In the talk, I will review how the technology works and what levels of performance are now possible. Then we will be concerned with the delivery of such technology, so that language separation will truly fade naturally into the background. Finally, we will discuss ongoing research on the problems of portability and scaling, when we attempt to build cross-lingual communication tools for many languages and topics more effectively and inexpensively at acceptable cost. We will report results and experiences from the laboratory, from field trials and deployments.

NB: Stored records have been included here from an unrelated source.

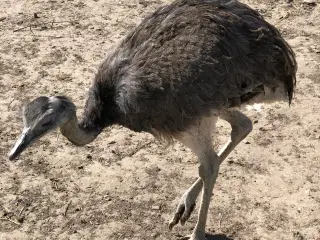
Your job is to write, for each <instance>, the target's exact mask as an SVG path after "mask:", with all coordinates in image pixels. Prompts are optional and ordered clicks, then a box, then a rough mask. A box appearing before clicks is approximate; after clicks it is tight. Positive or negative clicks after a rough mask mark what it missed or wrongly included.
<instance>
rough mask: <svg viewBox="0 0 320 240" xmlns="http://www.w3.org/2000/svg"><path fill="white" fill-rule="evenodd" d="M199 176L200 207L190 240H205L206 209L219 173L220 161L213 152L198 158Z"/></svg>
mask: <svg viewBox="0 0 320 240" xmlns="http://www.w3.org/2000/svg"><path fill="white" fill-rule="evenodd" d="M199 161H200V167H199V176H200V178H201V179H202V182H203V191H202V199H201V206H200V210H199V215H198V221H197V224H196V227H195V229H194V231H193V233H192V235H191V238H190V239H191V240H205V227H206V222H207V215H208V209H209V205H210V200H211V195H212V190H213V186H214V184H215V182H216V179H217V177H218V172H219V166H220V160H219V157H218V155H217V154H216V153H215V152H214V151H213V149H212V150H211V151H210V152H205V153H204V156H203V157H199Z"/></svg>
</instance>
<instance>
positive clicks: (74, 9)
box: [0, 0, 320, 240]
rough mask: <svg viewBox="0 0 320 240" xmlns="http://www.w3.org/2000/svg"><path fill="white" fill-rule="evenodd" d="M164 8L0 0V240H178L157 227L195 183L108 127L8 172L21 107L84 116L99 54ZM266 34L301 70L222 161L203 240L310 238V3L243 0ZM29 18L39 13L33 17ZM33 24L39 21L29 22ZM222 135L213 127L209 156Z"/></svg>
mask: <svg viewBox="0 0 320 240" xmlns="http://www.w3.org/2000/svg"><path fill="white" fill-rule="evenodd" d="M167 2H169V0H162V1H161V0H145V1H137V0H136V1H134V0H128V1H124V0H123V1H121V0H117V1H115V0H95V1H93V0H86V1H81V0H28V1H26V0H24V1H23V0H1V8H0V33H1V35H0V92H1V95H0V96H1V97H0V111H1V114H0V120H1V124H0V133H1V144H0V153H1V156H0V174H1V177H0V239H3V240H7V239H8V240H9V239H10V240H13V239H19V240H26V239H72V240H76V239H90V240H92V239H110V240H113V239H123V240H125V239H133V240H140V239H141V240H143V239H163V240H167V239H176V238H177V236H180V235H186V234H189V233H190V232H191V230H192V228H193V226H194V224H195V222H196V214H193V216H192V218H191V219H190V221H189V222H188V223H187V224H186V225H185V226H184V227H181V226H178V227H176V228H175V229H174V230H173V231H172V232H170V231H169V230H168V229H167V223H168V221H169V220H170V218H171V216H172V213H173V212H174V210H175V208H176V204H177V202H178V200H179V198H180V196H181V194H183V192H184V191H185V190H186V189H187V188H188V187H189V186H190V185H191V183H192V182H193V181H194V180H195V179H196V177H197V160H196V158H195V157H194V156H193V155H192V154H191V152H190V151H189V150H188V149H186V148H185V147H183V146H181V145H179V144H176V145H174V146H173V147H170V148H169V149H167V150H165V149H164V148H163V147H162V146H161V145H160V144H159V143H158V142H156V141H155V140H154V139H153V137H152V136H150V135H148V134H137V133H134V132H131V131H129V130H128V129H125V128H122V127H119V126H115V127H112V128H109V129H106V130H105V131H104V132H103V134H101V135H100V136H99V137H98V139H97V140H96V141H95V142H94V143H92V144H90V145H88V146H86V147H84V148H77V147H75V146H72V145H71V144H70V143H68V142H67V140H66V139H64V138H63V137H62V136H59V135H58V131H57V132H54V133H52V134H50V135H48V136H46V137H44V138H43V139H42V140H41V141H40V142H39V143H37V144H35V145H34V146H33V147H32V148H30V149H29V150H28V151H27V152H26V153H25V154H23V156H22V157H21V158H20V161H18V162H16V163H11V162H9V161H8V160H7V153H8V151H9V150H10V148H11V146H12V145H13V144H14V142H15V140H16V139H17V137H18V135H19V134H20V131H21V127H22V121H21V108H22V106H23V105H24V104H25V103H26V102H27V101H30V100H32V99H33V98H35V97H36V96H40V95H46V96H48V95H57V94H59V95H67V96H69V97H71V98H72V100H74V102H75V103H76V104H77V105H78V106H79V110H80V111H79V112H81V111H82V110H83V107H82V106H83V105H84V101H85V98H86V91H87V90H88V87H89V86H90V83H91V80H92V78H93V76H94V73H95V72H96V69H97V66H98V64H99V63H100V62H101V61H102V59H103V57H104V56H105V53H106V50H107V49H108V48H109V47H110V46H111V45H112V44H113V43H116V42H117V41H119V39H121V38H122V37H123V36H124V35H125V34H126V33H127V32H128V31H129V30H130V29H132V28H133V27H134V26H135V25H136V24H138V23H139V22H140V21H141V19H142V18H143V17H145V16H146V15H147V14H148V13H150V12H152V11H154V10H155V9H156V8H157V7H159V6H160V5H163V4H165V3H167ZM246 3H248V4H250V5H251V6H252V7H254V8H255V9H258V10H259V11H260V12H261V13H262V14H263V15H264V16H265V17H266V18H267V19H268V20H269V21H270V22H271V23H273V24H275V25H276V26H277V27H278V28H279V29H280V30H281V32H282V33H283V35H284V37H285V38H286V39H287V40H288V42H289V43H290V44H291V45H292V47H293V48H294V50H295V52H296V54H297V60H298V64H299V72H298V85H297V91H296V94H295V98H294V101H293V104H292V106H291V107H290V108H289V107H288V105H287V104H273V105H268V106H263V109H262V111H257V110H252V111H249V112H247V114H248V115H249V116H250V117H251V118H252V120H254V122H255V124H254V131H253V132H252V133H251V134H250V135H249V136H248V137H247V139H246V140H245V141H244V142H243V143H241V144H240V145H239V146H238V147H237V149H236V150H235V151H234V152H233V153H232V154H231V156H230V157H229V158H228V160H226V162H225V163H224V164H223V166H222V167H221V170H220V175H219V179H218V182H217V184H216V187H215V190H214V196H213V197H212V202H211V206H210V213H209V216H208V224H207V232H208V233H209V234H210V235H208V239H211V240H219V239H220V240H221V239H224V240H233V239H243V240H249V239H256V240H257V239H285V240H290V239H295V240H303V239H308V240H319V239H320V190H319V186H320V87H319V83H320V65H319V64H320V3H318V4H317V5H308V4H304V3H302V1H301V0H299V1H296V0H294V1H293V3H291V4H287V3H286V2H285V1H274V0H273V1H267V0H262V1H255V0H248V1H246ZM34 13H37V15H36V16H35V15H34ZM35 17H37V18H35ZM229 131H230V129H229V127H228V126H227V124H225V123H224V122H218V125H217V132H216V134H215V137H216V143H217V148H219V147H221V146H222V145H223V143H224V142H225V141H226V139H227V137H228V133H229Z"/></svg>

Biography: Dr. Alexander Waibel is a Professor of Computer Science at Carnegie Mellon University, Pittsburgh and at the Karlsruhe Institute of Technology, Germany. He is the director of the International Center for Advanced Communication Technologies (interACT). The Center works in a network with eight of the world's top research institutions. The Center's mission is to develop multimodal and multilingual human communication technologies that improve human-human and human-machine communication. Prof. Waibel's team developed and demonstrated the first speech translation systems in Europe&USA (1990/1991 (ICASSP'91)), the world's first simultaneous lecture translation system (2005), and Jibbigo, the world's first commercial speech translator on a phone (2009). Dr. Waibel founded and served as chairmen of C-STAR, the Consortium for Speech Translation Advanced Research in 1991. Since then he directed and coordinated many research programs in speech, translation, multimodal interfaces and machine learning in the US, Europe and Asia. He served as director of EU-Bridge 2012-2015, a large scale European multi-site Integrated Project initiative aimed at developing speech translation services for Europe. He also served as co-director of IMMI, a joint venture between KIT, CNRS & RWTH and as principal investigator of several US and European research programs on machine learning, speech translation and multimodal interfaces. Dr. Waibel received many awards for pioneering work on multilingual speech communication and translation technology. He published extensively (>700 publications, >21,000 citations, h-index 75) in the field, and received/filed numerous patents. During his career, Dr. Waibel founded and built 10 successful companies. The latest, Jibbigo, built and distributed the world's first speech-translator on a smart phone. It was acquired by Facebook in 2013 and Dr. Waibel served as founding director of the Facebook Language Technology Group 2013-14. Since 2007, Dr. Waibel and his team also deployed speech translation technologies for healthcare providers in humanitarian and disaster relief missions. Since 2012, his team also deployed the first simultaneous interpretation service for lectures at Universities and interpretation tools at the European Parliament. Dr. Waibel received his BS, MS and PhD degrees at MIT and CMU, respectively.